It’s a beautiful Sunday afternoon. I’m wishing I had another day like this before the reality of going back to work sets in. Let me have another day with my oldest friend back home for a weekend. Another night with a pretty girl in my bed. Just one more sunny afternoon under the umbrella with condensation running down my plastic coffee cup. Let me day dream about things I want to experience again and for the first time.
Writing this makes me grateful for the life I live. I have the smallest of problems. I look back and know not too long ago I didn’t want this life. I can’t help grieve for Anthony Bourdane who took his life this week. It’s been a few days but I was so angry when I read the news. Angry because I loved the person I saw on Parts Unknown, but more upset because suicide is such a waste. I’ve been there. We are worthy of finding happiness. I’ll probably never know what was going on with him but it sure as hell wasn’t worth it.

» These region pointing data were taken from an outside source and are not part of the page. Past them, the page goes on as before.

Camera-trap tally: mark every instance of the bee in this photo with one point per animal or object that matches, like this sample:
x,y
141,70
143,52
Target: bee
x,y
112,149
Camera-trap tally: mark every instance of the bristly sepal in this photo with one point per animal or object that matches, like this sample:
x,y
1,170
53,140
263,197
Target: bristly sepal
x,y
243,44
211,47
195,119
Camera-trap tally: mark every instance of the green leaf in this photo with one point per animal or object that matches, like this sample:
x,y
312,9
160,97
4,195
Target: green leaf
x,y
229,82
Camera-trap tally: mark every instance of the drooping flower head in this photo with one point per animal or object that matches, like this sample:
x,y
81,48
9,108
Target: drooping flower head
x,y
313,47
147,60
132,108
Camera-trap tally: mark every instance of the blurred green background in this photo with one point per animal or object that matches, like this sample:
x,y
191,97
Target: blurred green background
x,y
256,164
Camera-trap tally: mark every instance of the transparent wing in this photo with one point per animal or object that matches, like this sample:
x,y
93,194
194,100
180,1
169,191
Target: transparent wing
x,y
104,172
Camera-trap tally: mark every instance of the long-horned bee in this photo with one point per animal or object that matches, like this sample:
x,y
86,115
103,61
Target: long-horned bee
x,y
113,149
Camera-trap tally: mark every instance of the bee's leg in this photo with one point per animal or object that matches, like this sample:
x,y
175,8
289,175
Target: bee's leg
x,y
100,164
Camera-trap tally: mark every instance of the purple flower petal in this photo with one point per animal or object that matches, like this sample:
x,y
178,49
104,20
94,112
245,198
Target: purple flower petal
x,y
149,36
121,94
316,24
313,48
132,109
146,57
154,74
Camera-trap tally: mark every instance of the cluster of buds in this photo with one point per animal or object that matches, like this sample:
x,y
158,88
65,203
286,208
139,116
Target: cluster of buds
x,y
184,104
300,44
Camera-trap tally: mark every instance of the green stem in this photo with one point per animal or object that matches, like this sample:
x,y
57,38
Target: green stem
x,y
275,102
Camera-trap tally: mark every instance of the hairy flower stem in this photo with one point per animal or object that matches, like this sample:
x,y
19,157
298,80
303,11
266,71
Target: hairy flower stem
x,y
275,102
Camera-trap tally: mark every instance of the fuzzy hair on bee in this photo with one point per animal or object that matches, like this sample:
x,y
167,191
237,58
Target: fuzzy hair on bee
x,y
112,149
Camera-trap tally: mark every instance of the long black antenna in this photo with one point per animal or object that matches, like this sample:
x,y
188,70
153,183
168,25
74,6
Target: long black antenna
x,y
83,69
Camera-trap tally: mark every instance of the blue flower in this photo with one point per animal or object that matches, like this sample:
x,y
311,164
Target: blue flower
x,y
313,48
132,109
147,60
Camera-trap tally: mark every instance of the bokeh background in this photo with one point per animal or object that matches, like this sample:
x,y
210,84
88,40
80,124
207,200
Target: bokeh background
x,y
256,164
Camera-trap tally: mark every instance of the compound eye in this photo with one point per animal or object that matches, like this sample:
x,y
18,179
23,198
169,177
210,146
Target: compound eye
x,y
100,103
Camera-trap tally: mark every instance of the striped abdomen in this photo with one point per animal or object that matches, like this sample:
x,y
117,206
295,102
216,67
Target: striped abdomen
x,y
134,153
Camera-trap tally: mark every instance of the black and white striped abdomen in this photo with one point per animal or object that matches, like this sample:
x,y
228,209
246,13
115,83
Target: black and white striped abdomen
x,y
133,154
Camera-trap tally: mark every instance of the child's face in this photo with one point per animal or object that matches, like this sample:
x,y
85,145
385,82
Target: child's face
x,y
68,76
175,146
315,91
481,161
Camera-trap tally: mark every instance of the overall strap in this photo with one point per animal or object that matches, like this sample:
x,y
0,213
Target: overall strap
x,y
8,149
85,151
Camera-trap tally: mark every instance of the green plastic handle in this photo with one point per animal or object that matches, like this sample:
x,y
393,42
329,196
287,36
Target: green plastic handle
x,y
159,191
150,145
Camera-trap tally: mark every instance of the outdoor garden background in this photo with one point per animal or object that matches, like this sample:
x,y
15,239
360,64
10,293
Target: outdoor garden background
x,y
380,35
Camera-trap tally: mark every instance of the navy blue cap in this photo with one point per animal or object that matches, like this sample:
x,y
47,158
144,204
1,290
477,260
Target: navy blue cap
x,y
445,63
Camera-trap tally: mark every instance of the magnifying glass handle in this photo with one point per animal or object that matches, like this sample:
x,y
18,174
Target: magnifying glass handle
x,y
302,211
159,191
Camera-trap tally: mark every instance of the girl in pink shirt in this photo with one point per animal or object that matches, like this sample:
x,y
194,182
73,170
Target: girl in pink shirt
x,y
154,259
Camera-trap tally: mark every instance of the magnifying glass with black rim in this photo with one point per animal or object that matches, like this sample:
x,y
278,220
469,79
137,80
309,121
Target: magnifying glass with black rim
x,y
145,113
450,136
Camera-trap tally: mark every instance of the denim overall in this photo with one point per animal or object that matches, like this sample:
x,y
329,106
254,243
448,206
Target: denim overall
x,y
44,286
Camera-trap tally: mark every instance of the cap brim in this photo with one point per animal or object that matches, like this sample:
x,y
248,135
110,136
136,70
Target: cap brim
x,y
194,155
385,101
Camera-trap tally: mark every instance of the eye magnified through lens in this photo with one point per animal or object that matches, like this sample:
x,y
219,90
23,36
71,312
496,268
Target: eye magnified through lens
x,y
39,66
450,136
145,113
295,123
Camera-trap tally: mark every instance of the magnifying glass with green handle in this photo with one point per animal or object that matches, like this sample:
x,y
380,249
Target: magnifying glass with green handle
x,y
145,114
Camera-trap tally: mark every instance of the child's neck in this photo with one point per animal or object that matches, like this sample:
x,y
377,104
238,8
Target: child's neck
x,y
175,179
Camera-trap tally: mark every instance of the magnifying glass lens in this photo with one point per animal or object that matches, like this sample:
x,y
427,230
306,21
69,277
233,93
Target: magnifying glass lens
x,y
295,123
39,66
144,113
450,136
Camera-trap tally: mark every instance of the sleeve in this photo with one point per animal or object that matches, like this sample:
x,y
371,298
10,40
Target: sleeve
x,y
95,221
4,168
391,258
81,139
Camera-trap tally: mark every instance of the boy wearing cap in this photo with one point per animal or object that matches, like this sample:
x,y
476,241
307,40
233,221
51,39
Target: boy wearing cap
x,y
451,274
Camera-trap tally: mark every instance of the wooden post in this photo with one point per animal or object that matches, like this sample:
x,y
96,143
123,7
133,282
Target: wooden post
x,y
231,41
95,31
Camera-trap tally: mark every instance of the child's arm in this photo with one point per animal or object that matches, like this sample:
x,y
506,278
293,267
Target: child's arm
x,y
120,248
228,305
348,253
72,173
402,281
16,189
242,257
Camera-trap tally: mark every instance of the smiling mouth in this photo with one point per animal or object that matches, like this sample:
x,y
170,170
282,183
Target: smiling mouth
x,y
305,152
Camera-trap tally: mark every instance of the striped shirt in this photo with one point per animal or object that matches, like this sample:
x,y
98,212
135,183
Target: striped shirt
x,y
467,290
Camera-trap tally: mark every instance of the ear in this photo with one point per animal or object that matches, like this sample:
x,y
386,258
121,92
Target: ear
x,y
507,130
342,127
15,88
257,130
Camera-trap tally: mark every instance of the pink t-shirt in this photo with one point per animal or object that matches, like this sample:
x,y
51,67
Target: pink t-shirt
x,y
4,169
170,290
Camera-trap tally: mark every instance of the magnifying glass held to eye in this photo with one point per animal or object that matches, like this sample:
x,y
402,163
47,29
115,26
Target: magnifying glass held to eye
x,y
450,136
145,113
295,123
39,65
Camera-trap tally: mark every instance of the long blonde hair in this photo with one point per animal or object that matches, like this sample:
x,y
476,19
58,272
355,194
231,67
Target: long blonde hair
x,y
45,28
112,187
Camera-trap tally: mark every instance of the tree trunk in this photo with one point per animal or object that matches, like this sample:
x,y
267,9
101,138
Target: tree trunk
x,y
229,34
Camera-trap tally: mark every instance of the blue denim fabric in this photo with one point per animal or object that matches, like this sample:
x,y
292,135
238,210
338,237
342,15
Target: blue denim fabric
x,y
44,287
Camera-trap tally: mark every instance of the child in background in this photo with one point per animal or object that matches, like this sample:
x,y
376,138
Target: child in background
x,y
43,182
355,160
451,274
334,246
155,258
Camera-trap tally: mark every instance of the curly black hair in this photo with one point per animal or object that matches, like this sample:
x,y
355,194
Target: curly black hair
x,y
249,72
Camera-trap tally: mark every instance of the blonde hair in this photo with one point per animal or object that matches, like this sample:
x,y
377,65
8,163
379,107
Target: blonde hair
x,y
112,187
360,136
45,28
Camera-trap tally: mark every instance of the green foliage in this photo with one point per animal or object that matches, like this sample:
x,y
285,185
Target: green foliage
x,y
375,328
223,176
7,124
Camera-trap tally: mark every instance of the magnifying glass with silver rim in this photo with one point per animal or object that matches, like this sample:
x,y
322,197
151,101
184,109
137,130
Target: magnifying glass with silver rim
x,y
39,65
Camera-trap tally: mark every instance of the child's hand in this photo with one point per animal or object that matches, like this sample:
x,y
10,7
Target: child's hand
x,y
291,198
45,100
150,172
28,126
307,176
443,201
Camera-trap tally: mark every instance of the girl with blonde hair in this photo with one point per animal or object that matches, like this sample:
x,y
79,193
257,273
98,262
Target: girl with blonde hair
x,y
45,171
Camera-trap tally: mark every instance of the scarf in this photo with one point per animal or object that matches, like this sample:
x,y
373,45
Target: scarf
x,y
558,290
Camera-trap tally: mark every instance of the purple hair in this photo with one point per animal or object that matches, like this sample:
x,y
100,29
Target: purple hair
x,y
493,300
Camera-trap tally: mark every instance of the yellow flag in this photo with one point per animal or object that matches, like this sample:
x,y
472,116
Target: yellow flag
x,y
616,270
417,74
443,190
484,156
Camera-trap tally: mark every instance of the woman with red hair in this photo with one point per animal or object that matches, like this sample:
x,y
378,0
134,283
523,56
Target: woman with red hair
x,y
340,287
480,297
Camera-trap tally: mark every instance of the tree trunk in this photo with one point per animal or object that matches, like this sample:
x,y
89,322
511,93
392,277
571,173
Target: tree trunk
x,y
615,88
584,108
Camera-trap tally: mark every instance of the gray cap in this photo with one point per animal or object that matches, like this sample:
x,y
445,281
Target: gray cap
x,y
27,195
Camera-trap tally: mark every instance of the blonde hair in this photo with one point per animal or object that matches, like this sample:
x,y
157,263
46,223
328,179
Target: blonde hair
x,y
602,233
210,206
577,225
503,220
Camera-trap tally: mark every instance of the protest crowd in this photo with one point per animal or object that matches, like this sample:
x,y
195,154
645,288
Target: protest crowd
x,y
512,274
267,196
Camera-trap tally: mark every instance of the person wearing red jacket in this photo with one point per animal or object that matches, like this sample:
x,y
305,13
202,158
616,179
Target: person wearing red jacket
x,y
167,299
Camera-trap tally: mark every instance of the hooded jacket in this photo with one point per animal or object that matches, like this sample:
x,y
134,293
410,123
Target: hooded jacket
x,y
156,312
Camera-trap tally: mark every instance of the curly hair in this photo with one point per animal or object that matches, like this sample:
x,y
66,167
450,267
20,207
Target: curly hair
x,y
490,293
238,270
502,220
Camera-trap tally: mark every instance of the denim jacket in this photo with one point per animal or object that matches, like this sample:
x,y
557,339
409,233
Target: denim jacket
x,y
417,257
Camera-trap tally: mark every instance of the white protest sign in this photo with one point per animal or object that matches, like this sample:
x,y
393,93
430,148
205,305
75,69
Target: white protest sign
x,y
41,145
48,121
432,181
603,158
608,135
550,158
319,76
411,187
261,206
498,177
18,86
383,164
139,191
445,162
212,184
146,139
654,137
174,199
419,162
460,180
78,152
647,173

He was loved and he will be missed.
His legacy will impact his loved ones more than anyone. For me he showed me places I never thought of visiting. He inspired me to travel. I don’t care how cliché that sounds. I’ve had good fortune seeing some wonderful places early in my life but once I hit my teens those experiences stopped for a while. I didn’t have any ambition to travel. Bourdane’s show feed that dormant desire in me. It wasn’t just the food but how he romanticized the places.
There wasn’t anything phony about his admiration. His genuinism influenced me to travel on my own dime and find solace in these new places. To find the space and air to find peace within myself.
Bourdane did that for me. He was one of the few people in recent years that gave us ideas about what’s beyond just working and going home every day. That the world isn’t just bigger in size but in its meaning. Sharing a plate of rice in Thailand means more than meal. It’s asking “how are you doing?” He introduced me to people who fought a revolution so they could eat Kentucky Fried Chicken. I could go on but you should just watch for yourself at this point. Bourdane might have left us physically but for those who watched a little piece of him will always live on.